FILE - U.N. rights chief Michelle Bachelet attends a session of the Human Rights Council at the United Nations in Geneva, Sept. 13, 2021.

U.N. monitors probing Cambodia’s human rights situation say increasing government repression against political opponents and civic activists is stifling people's fundamental freedoms.

In a report submitted to the U.N. Human Rights Council, U.N. rights chief Michelle Bachelet praised Cambodia’s economic recovery policies and social protection programs for vulnerable people during the COVID-19 crisis.

But she also slammed abuses by the government of Prime Minister Hun Sen. She said that the government had given law enforcement sweeping powers to curb the pandemic, and that the misuse of these powers was leading to the curtailment of people’s human rights and fundamental freedoms.

“By the time this report was prepared, my office had received credible reports that at least 110 individuals were held in pre-trial detention and 16 received prison sentences through summary trials for violating COVID-19 restrictions," she said. "Since June, we have been informed of several hundred more reported arrests, exacerbating Cambodia’s already serious prison overcrowding.”

Bachelet said the Cambodian government keeps a tight grip on society, clamping down hard on civic activists and those perceived to be dissidents. She said the human rights situation had further deteriorated since she last reported on conditions in Cambodia in February.

Arrests, attacks

She said more than 60 members of opposition parties had been arbitrarily arrested and most remained in jail. She said at least 14 others had been physically attacked. She said human rights defenders were routinely harassed and intimidated and that trade union activists reportedly were denied the right to assemble peacefully.

"We remain extremely concerned with the impunity for attacks against political activists and human rights defenders," Bachelet said. "Of particular concern are continuing threats of arrest and violence by senior officials against opposition activists hiding in Thailand. These must cease.”

Bachelet urged the government to implement the Juvenile Justice Law it adopted in 2017. This law provides alternatives to detention for young people under age 18, many of whom are still in prison.
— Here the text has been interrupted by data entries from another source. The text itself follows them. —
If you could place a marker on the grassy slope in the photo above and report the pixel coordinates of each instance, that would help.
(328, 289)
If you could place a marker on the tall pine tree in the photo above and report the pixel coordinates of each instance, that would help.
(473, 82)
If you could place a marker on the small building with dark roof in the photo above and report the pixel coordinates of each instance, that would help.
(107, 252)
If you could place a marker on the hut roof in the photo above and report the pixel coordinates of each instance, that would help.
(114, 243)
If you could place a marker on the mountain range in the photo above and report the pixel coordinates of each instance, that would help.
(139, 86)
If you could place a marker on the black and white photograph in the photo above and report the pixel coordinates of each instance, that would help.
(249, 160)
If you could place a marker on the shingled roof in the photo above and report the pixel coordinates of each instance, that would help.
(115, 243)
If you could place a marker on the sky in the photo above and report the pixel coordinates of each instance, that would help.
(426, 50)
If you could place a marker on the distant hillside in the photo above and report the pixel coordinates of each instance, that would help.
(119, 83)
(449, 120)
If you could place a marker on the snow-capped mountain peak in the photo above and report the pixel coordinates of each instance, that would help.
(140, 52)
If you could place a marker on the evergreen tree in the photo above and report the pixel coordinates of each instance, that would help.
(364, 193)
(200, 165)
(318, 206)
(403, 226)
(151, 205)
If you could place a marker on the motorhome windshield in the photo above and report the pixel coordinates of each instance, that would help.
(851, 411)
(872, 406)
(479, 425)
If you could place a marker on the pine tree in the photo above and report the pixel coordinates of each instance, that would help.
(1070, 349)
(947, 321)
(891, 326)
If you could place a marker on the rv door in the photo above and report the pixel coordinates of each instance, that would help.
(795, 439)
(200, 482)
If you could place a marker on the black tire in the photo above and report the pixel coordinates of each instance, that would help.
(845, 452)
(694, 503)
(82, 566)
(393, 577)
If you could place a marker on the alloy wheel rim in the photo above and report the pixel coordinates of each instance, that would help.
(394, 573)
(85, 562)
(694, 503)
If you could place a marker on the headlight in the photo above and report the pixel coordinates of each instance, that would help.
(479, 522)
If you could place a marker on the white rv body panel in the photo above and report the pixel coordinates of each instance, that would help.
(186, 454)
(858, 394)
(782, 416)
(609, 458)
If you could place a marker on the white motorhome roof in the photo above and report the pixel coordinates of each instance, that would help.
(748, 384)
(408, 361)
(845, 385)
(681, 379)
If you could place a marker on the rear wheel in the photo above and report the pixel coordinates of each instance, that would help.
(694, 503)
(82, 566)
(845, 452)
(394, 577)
She also called on the state to end the forced evictions of people who received no compensation for the loss of their homes and land. She noted that the state had subsequently granted the land to individuals, including senior government officials and their families.

Cambodia’s ambassador to the U.N. in Geneva, An Sokkheurn, dismissed the report from the U.N. High Commissioner for Refugees as being based on false claims. He said his country’s response to COVID-19 had not restricted human rights. He noted that Cambodia was one of the few countries in the world that did not introduce a state of emergency.